Keluhan terbaru dari kelompok kebebasan pers yang berbasis di Paris meminta pengadilan di Den Haag menyelidiki kematian tujuh jurnalis Palestina.

Reporters Without Borders (RSF) telah mengajukan pengaduan kedua ke Pengadilan Kriminal Internasional (ICC) atas dugaan kejahatan perang yang dilakukan oleh tentara Israel terhadap jurnalis Palestina di Gaza.

Pengaduan terbaru yang diajukan oleh kelompok kebebasan pers yang berbasis di Paris pada hari Jumat meminta pengadilan di Den Haag untuk menyelidiki kematian tujuh jurnalis Palestina yang terbunuh di daerah kantong yang terkepung dari 22 Oktober hingga 15 Desember.

Daftar jurnalis tersebut termasuk pembunuhan juru kamera Arab Al Jazeera, Samer Abudaqa, minggu lalu.

“RSF mempunyai alasan yang masuk akal untuk percaya bahwa jurnalis yang disebutkan dalam pengaduan ini adalah korban serangan yang merupakan kejahatan perang,” kata sebuah pernyataan yang dikeluarkan oleh kelompok tersebut.

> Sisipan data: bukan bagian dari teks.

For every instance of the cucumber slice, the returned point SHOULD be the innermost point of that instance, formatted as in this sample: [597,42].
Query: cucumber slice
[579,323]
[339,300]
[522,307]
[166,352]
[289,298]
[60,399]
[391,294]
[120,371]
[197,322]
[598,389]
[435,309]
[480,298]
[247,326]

“Menurut informasi yang dikumpulkan RSF, para jurnalis ini mungkin sengaja dijadikan sasaran jurnalis. Karena alasan inilah RSF menggambarkan kematian ini sebagai pembunuhan warga sipil yang disengaja.”

RSF mengajukan pengaduan pertamanya ke ICC sejak perang dimulai pada tanggal 31 Oktober atas kematian tujuh jurnalis lainnya. Kelompok tersebut mengatakan mereka telah mengkonfirmasi kematian 66 jurnalis Palestina sejak 7 Oktober ketika serangan Israel dimulai. Lebih dari 20.000 warga Palestina telah terbunuh sejak itu.

Jurnalis lain yang disebutkan dalam pengaduan RSF adalah Asem Al-Barsh, seorang jurnalis radio Al Najah yang terbunuh oleh tembakan penembak jitu, dan rekannya Bilal Jadallah dari Gedung Pers Palestina, yang menjadi korban serangan rudal langsung terhadap mobilnya.

Montaser Al-Sawaf, juru kamera Anadolu Agency Turki, dan jurnalis foto Rushdi Al Siraj juga tewas dalam serangan udara Israel di rumah mereka.

Hassouna Salim dari kantor Berita Quds terbunuh oleh rudal setelah menerima ancaman pembunuhan, dan jurnalis foto Sari Mansour tewas dalam serangan yang sama, menurut RSF.

Abudaqa dari Al Jazeera “tampaknya terbunuh oleh tembakan presisi yang ditembakkan dari pesawat tak berawak”, kata RSF.

Insiden tersebut, yang juga diputuskan oleh Jaringan Media Al Jazeera untuk dirujuk ke ICC, terjadi pada tanggal 15 Desember, ketika Abudaqa dan koresponden Al Jazeera Wael Dahdouh melaporkan pemboman sebuah sekolah yang digunakan sebagai tempat penampungan bagi para pengungsi di Khan Younis. di Jalur Gaza bagian selatan.

Dahdouh – yang kehilangan istri, putra, putri dan cucunya dalam pemboman Israel sebelumnya – terluka dalam serangan tersebut namun berhasil mencapai rumah sakit, di mana ia dirawat karena luka ringan.

Tim penyelamat tidak dapat segera menghubungi Abudaqa dan warga lainnya di lokasi tersebut karena mereka memerlukan persetujuan dari pasukan Israel untuk melibas puing-puing untuk mencapai lokasi.

Saat petugas pertolongan pertama tiba lima jam kemudian, jurnalis tersebut sudah meninggal karena kehabisan darah.

RSF mengatakan pihaknya juga mendukung pengaduan yang diajukan oleh Jaringan Media Al Jazeera tentang penembakan fatal terhadap jurnalis Palestina Shireen Abu Akleh di Jenin di utara Tepi Barat yang Diduduki pada 11 Mei 2022.

Menargetkan jurnalis adalah kejahatan perang berdasarkan Pasal 8 Statuta Roma.

“Mengingat pembantaian jurnalis di Gaza dan penargetan yang tampaknya menjadi sasaran mereka, kami menyerukan kepada jaksa ICC Karim Khan untuk menyatakan dengan jelas bahwa ia menjadikannya prioritas untuk menjelaskan kejahatan yang dilakukan terhadap jurnalis di Gaza dan untuk mengadilinya. mereka yang bertanggung jawab,” kata Sekretaris Jenderal RSF Christophe Deloire dalam pernyataannya.